Department of Chemical Engineering
SUNCAT Center for Interface Science and Catalysis
Hosted by Professor Richard Schaller
Catalytic processes are ubiquitous in industry and are crucial for the sustainable development and growth of our society. Many important catalyst discoveries in the past and current century allowed the population to grow, and the quality of life to improve considerably. Despite the incredible importance of these discoveries, in most cases edisonian approaches have been used to find efficient catalysts that could be scaled up to the industrial needs. Unfortunately, these approaches can only take us so far, and new solutions to important challenges are needed. A potentially more promising approach in developing catalytic materials is represented by the design of catalytic sites based on the knowledge of reaction mechanisms and structure-property relationships, and in the precise synthesis of these sites at the atomic and molecular level. To achieve this goal, model systems are used to decrease the complexity of realistic catalytic systems, but it is challenging to relate the models with realistic conditions.
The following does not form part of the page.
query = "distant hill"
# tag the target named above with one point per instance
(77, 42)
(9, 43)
In order to fill this gap, nanocrystals, in which size, shape and composition can be accurately tuned close to atomic precision, are emerging as ideal tools that share advantages of model systems, yet can be
utilized under realistic conditions as efficient catalytic phases. The goal of this talk is to show how this approach can provide not only fundamental understanding of catalytic reactions, but also represent a way to precisely engineer catalytic sites to produce efficient catalysts that are active, stable and selective for several important catalytic transformations. Examples of this approach will be given in the areas of methane activation, photocatalysis, and in the design of active and stable materials for high-temperature reactions.
Matteo Cargnello is Assistant Professor of Chemical Engineering and Terman Faculty Fellow at Stanford University. His group research interests are in the preparation and use of uniform and tailored materials for heterogeneous catalysis and photocatalysis, and the technological exploitation of nanoparticles and nanocrystals. Reactions of interest are related to sustainable energy generation and use, control of emissions of greenhouse gases, and better utilization of abundant building blocks (methane, biomass). Dr. Cargnello received his Ph.D. in Nanotechnology in 2012 at the University of Trieste (Italy) under the supervision of Prof. Paolo Fornasiero, and he was then a post-doctoral scholar in the Chemistry Department at the University of Pennsylvania (Philadelphia) with Prof. Christopher B. Murray before joining the Faculty at Stanford in January 2015. He is the recipient of several awards including the ENI Award Debut in Research 2013, the European Federation of Catalysis Societies Award as best European Ph.D. thesis in catalysis in 2013, and the Young Scientist Prize at the 16th International Congress on Catalysis in 2016.